What do you need? What do you want?
For years programs and classes have been promoting weight loss.
Some are all about high heart rate intervals, or HIIT. There are also those promoting low intensity long duration workouts, or “fat burning”, low intensity steady state, or LISS. Either is fine for some percentage of training, but the MOST important aspect of training is strength.

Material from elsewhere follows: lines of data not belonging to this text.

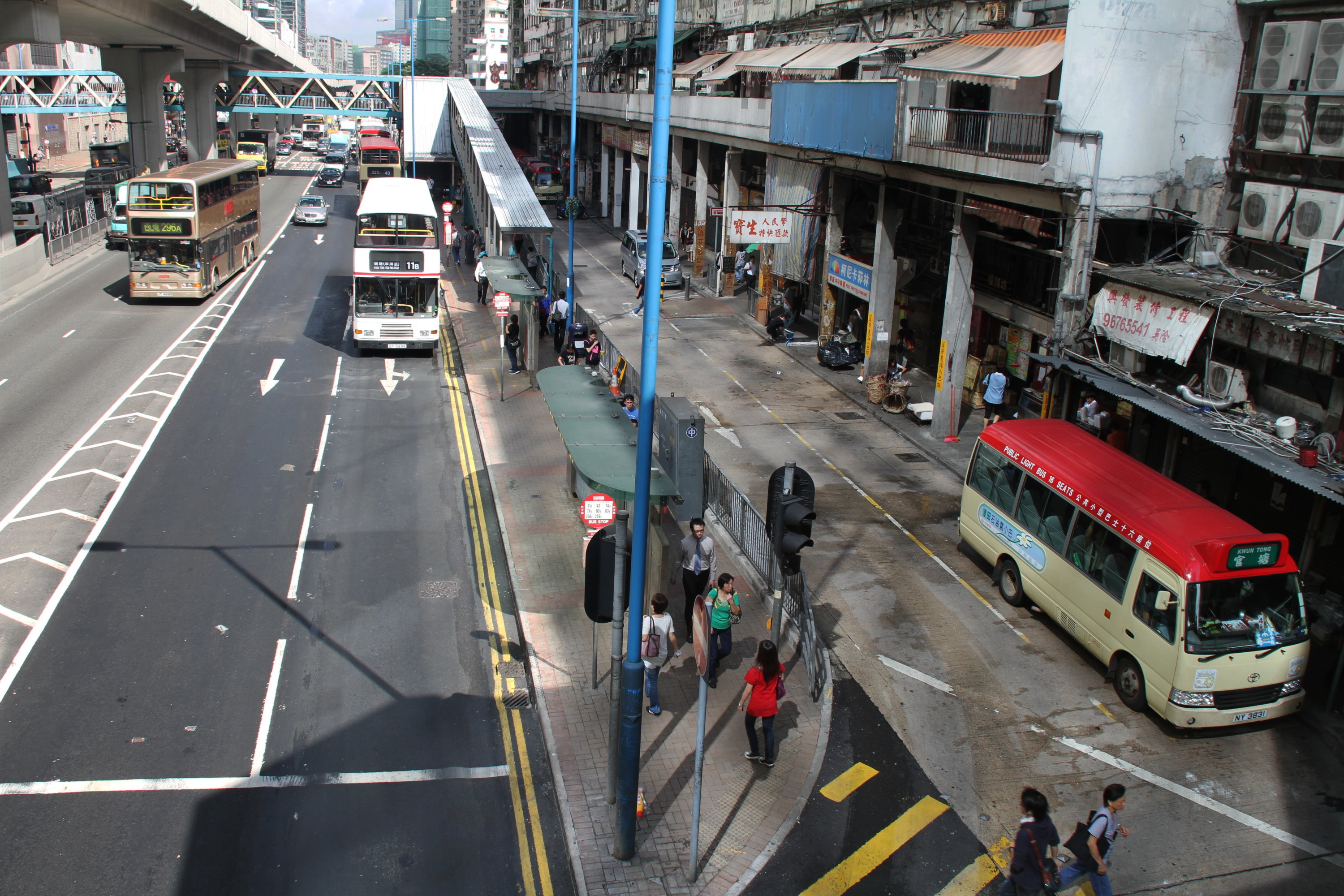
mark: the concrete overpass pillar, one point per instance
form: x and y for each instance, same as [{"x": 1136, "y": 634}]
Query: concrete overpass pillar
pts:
[
  {"x": 198, "y": 84},
  {"x": 143, "y": 72}
]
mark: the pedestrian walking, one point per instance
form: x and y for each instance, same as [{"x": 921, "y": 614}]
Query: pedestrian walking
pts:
[
  {"x": 658, "y": 634},
  {"x": 725, "y": 612},
  {"x": 1093, "y": 843},
  {"x": 699, "y": 562},
  {"x": 513, "y": 342},
  {"x": 761, "y": 700},
  {"x": 1035, "y": 849}
]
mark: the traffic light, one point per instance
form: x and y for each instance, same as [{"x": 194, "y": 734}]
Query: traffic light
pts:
[{"x": 789, "y": 515}]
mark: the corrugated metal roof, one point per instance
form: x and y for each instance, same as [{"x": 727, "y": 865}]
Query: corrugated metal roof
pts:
[
  {"x": 995, "y": 58},
  {"x": 824, "y": 60},
  {"x": 507, "y": 190}
]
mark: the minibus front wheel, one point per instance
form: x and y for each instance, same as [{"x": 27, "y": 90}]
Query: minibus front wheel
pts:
[{"x": 1010, "y": 583}]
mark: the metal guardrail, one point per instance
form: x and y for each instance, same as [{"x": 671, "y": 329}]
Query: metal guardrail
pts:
[{"x": 998, "y": 135}]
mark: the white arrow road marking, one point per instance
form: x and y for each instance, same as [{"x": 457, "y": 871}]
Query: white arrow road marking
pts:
[{"x": 269, "y": 383}]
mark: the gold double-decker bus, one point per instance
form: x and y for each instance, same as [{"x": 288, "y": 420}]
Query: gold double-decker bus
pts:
[{"x": 193, "y": 228}]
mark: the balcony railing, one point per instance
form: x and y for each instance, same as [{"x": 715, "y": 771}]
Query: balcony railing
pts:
[{"x": 998, "y": 135}]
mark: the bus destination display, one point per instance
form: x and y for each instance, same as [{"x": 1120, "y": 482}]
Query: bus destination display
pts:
[
  {"x": 1253, "y": 556},
  {"x": 162, "y": 226}
]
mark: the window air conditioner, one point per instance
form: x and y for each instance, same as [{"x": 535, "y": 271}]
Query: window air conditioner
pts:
[
  {"x": 1226, "y": 382},
  {"x": 1316, "y": 215},
  {"x": 1262, "y": 207},
  {"x": 1285, "y": 56},
  {"x": 1328, "y": 65},
  {"x": 1283, "y": 124},
  {"x": 1328, "y": 134}
]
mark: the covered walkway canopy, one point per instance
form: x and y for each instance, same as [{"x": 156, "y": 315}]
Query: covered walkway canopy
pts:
[{"x": 597, "y": 433}]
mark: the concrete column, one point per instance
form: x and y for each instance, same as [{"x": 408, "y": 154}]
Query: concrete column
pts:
[
  {"x": 198, "y": 86},
  {"x": 883, "y": 293},
  {"x": 732, "y": 197},
  {"x": 956, "y": 327},
  {"x": 143, "y": 72},
  {"x": 702, "y": 202},
  {"x": 607, "y": 182}
]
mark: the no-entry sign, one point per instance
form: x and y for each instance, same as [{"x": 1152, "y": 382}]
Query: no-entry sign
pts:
[{"x": 597, "y": 511}]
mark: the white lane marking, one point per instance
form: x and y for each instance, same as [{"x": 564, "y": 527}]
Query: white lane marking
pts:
[
  {"x": 269, "y": 383},
  {"x": 268, "y": 710},
  {"x": 144, "y": 785},
  {"x": 1195, "y": 797},
  {"x": 299, "y": 555},
  {"x": 322, "y": 445},
  {"x": 914, "y": 673}
]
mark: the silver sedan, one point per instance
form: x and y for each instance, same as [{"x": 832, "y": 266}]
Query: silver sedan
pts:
[{"x": 311, "y": 210}]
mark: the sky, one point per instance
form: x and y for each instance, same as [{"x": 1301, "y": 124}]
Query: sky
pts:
[{"x": 354, "y": 21}]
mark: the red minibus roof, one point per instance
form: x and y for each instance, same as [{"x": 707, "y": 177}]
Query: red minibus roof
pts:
[{"x": 1189, "y": 534}]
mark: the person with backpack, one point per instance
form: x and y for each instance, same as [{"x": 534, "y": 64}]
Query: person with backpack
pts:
[
  {"x": 761, "y": 700},
  {"x": 1034, "y": 851},
  {"x": 658, "y": 634},
  {"x": 1092, "y": 844}
]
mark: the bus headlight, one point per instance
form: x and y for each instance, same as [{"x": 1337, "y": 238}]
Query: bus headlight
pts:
[{"x": 1189, "y": 699}]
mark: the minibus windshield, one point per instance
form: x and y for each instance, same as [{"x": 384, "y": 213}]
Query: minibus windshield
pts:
[{"x": 1256, "y": 613}]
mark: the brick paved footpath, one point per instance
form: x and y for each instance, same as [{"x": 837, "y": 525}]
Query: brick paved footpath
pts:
[{"x": 746, "y": 809}]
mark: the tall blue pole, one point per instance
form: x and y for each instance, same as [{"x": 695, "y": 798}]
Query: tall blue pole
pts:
[{"x": 632, "y": 671}]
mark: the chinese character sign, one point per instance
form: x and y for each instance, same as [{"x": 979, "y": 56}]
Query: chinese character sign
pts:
[
  {"x": 851, "y": 276},
  {"x": 1150, "y": 323},
  {"x": 758, "y": 226}
]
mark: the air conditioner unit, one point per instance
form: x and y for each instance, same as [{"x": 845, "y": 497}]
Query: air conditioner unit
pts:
[
  {"x": 1316, "y": 215},
  {"x": 1285, "y": 56},
  {"x": 1226, "y": 381},
  {"x": 1328, "y": 65},
  {"x": 1283, "y": 124},
  {"x": 1262, "y": 207}
]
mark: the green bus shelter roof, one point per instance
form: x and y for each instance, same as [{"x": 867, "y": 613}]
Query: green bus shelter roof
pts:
[{"x": 601, "y": 445}]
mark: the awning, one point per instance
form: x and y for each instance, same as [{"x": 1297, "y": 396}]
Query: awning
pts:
[
  {"x": 1205, "y": 424},
  {"x": 697, "y": 66},
  {"x": 772, "y": 60},
  {"x": 824, "y": 60},
  {"x": 597, "y": 435},
  {"x": 995, "y": 58}
]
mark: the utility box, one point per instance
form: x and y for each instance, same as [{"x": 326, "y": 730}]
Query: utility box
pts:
[{"x": 681, "y": 431}]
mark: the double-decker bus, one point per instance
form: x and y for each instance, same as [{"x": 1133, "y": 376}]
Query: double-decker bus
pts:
[
  {"x": 191, "y": 228},
  {"x": 378, "y": 158},
  {"x": 1195, "y": 613},
  {"x": 394, "y": 303}
]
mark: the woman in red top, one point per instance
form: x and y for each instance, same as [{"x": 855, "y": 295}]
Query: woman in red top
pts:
[{"x": 760, "y": 700}]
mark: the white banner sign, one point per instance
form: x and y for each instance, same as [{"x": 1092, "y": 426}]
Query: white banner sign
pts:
[
  {"x": 1150, "y": 323},
  {"x": 760, "y": 226}
]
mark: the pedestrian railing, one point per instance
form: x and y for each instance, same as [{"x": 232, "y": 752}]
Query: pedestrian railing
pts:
[{"x": 999, "y": 135}]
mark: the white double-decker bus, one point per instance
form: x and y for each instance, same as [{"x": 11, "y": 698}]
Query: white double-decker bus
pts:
[{"x": 394, "y": 303}]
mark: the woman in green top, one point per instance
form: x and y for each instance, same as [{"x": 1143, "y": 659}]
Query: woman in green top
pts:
[{"x": 725, "y": 610}]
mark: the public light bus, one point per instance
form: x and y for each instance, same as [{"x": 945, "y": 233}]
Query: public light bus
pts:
[
  {"x": 394, "y": 302},
  {"x": 1195, "y": 613},
  {"x": 191, "y": 228},
  {"x": 378, "y": 158}
]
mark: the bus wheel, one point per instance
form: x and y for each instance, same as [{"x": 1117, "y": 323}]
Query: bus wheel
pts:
[
  {"x": 1129, "y": 684},
  {"x": 1010, "y": 585}
]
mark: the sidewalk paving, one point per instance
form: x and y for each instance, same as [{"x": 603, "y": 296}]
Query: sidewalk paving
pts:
[{"x": 746, "y": 809}]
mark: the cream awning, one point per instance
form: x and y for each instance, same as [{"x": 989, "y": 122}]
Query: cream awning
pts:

Use dumbbells, kettlebells, barbell, or body weight. A weighted backpack, or a bucket or rocks. Train strength.
Like almost everyone else, I exercised in my 20s -40s+ all cardio all the time, running every day to get smaller. I compared myself to the slimmest woman everywhere I went, during my infrequent occasions at a gym it was only the treadmill and bike. Hesitation and fear of lifting weights was dispelled after several back injuries, when I realized that I needed and wanted to be strong. Forget smaller. I wanted to push, pull, and lift stuff.
I’m the old lady that I’ve been training for.
I’m stronger and more powerful at 70 than I was at 40.
I’m training not just to find out how much I can lift, but that’s cool too.
I like the way my strong body looks and functions.
I’m training for a lot of fun in my old lady years (which means NOW), to keep healthy joints to play, crawl, run, hike, ski, climb, and leap with my 6 kids, spouses, and 13 young grandkids, and also to impress my teenage grandsons when they challenge me to an arm wrestling competition…WOW Gami! And yes, I want to be able to be strong enough stand up from a chair or toilet forever.
Women need to prioritize strength training. Period.
Ladies, keep lifting for every reason. Get strong. Stay strong.
✅Lift heavy. Progressive overload: adding weight and reps over time.
✅Rest and recover between heavy lifts, and between workouts.
✅Eat healthy carbs, fat, and add more protein to your diet to aid recovery. Nutrition is your rocket fuel.
✅Be thoughtful and consistent with programming. *The boring stuff works*
✅Train with body weight, barbell, kettlebells, dumbbells, sandbags, hell, use a bucket of rocks, or a loaded backpack.
✅Get a coach. (Me)
Get strong. Stay strong.
Ladies keep lifting for every reason.